Neuro Digital Signal Processing Toolbox

Project Status: Active – The project has reached a stable, usable state and is being actively developed. Latest Version Build Status codecov License Supported Python Versions Binder

A package of tools to process, analyze, and simulate neural recordings as individual voltage time series, with specific focus on time and frequency domain analyses.

Documentation

Documentation for the NeuroDSP module is available here.

The documentation also includes a full set of tutorials covering the functionality of NeuroDSP.

If you have a question about using NeuroDSP that doesn’t seem to be covered by the documentation, feel free to open an issue and ask!

Dependencies

NeuroDSP is written in Python, and requires Python >= 3.5 to run.

It has the following dependencies:

  • numpy
  • scipy
  • matplotlib
  • scikit-learn
  • pandas
  • pytest (optional)

We recommend using the Anaconda distribution to manage these requirements.

Install

Stable Version

To install the latest release of neurodsp, you can install from pip:

$ pip install neurodsp

Development Version

To get the development version (updates that are not yet published to pip), you can clone this repo.
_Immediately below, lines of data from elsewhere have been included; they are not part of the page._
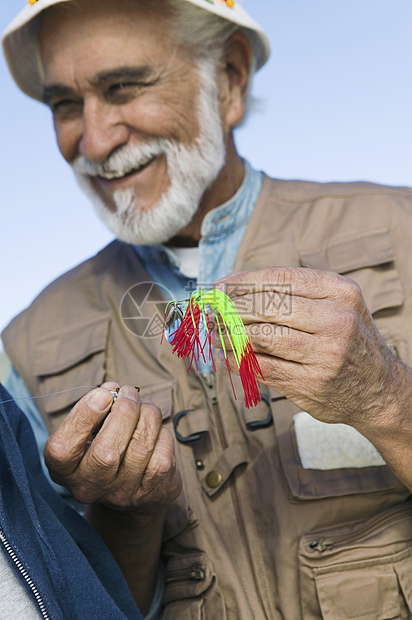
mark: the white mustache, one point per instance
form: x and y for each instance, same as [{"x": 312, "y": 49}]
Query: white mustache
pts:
[{"x": 123, "y": 161}]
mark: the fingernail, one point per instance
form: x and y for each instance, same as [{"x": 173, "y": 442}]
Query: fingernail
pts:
[
  {"x": 130, "y": 392},
  {"x": 100, "y": 400}
]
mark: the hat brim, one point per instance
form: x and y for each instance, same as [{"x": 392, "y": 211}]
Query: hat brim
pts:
[{"x": 20, "y": 41}]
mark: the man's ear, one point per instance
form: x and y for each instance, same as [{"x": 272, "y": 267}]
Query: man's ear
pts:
[{"x": 237, "y": 61}]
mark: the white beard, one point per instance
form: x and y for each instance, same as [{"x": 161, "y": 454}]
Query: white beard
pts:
[{"x": 191, "y": 171}]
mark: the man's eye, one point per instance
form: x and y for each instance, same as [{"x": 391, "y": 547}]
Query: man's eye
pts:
[
  {"x": 120, "y": 87},
  {"x": 63, "y": 105}
]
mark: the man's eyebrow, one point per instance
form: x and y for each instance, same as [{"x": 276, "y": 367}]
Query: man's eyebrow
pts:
[
  {"x": 123, "y": 73},
  {"x": 55, "y": 90},
  {"x": 120, "y": 73}
]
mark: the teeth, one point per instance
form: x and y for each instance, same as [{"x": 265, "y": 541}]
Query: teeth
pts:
[{"x": 111, "y": 174}]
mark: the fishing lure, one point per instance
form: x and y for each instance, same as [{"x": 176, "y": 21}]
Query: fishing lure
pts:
[{"x": 189, "y": 326}]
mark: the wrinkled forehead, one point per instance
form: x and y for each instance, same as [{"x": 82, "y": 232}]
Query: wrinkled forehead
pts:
[
  {"x": 20, "y": 38},
  {"x": 98, "y": 28}
]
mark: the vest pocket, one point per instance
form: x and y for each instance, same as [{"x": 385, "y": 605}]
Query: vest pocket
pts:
[
  {"x": 75, "y": 359},
  {"x": 361, "y": 571},
  {"x": 191, "y": 590},
  {"x": 367, "y": 258}
]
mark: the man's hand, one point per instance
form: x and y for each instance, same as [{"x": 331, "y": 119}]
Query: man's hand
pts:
[
  {"x": 128, "y": 463},
  {"x": 121, "y": 461},
  {"x": 317, "y": 344}
]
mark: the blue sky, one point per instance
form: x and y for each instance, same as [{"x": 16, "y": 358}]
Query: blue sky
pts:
[{"x": 335, "y": 104}]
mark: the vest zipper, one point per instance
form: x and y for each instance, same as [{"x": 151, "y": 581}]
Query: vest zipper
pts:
[
  {"x": 210, "y": 381},
  {"x": 25, "y": 575},
  {"x": 323, "y": 544},
  {"x": 195, "y": 572}
]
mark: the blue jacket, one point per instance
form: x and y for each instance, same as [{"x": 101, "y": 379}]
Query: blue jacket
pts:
[{"x": 71, "y": 570}]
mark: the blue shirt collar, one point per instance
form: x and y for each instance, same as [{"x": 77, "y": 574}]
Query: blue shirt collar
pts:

$ git clone https://github.com/neurodsp-tools/neurodsp

To install this cloned copy of neurodsp, move into the directory you just cloned, and run:

$ pip install .

Editable Version

If you want to install an editable version, for making contributions, download the development version as above, and run:

$ pip install -e .

Bug Reports

Please use the Github issue tracker to file bug reports and/or ask questions about this project.

Modules

NeuroDSP includes the following modules:

  • filt : Filter data with bandpass, highpass, lowpass, or notch filters
  • burst : Detect bursting oscillations in neural signals
  • laggedcoherence : Estimate rhythmicity using the lagged coherence measure
  • spectral : Compute spectral domain features such as power spectra
  • swm : Identify recurrent patterns in signals using sliding window matching
  • timefrequency : Estimate instantaneous measures of oscillatory activity
  • sim : Simulate periodic and aperiodic signal components
  • plts : Plotting functions

Contribute

NeuroDSP welcomes and encourages contributions from the community, as long as contributors follow the Code of Conduct.

If you have an idea of something to add to NeuroDSP, please start by opening an issue.

When writing code to add to NeuroDSP, please follow the Contribution Guidelines.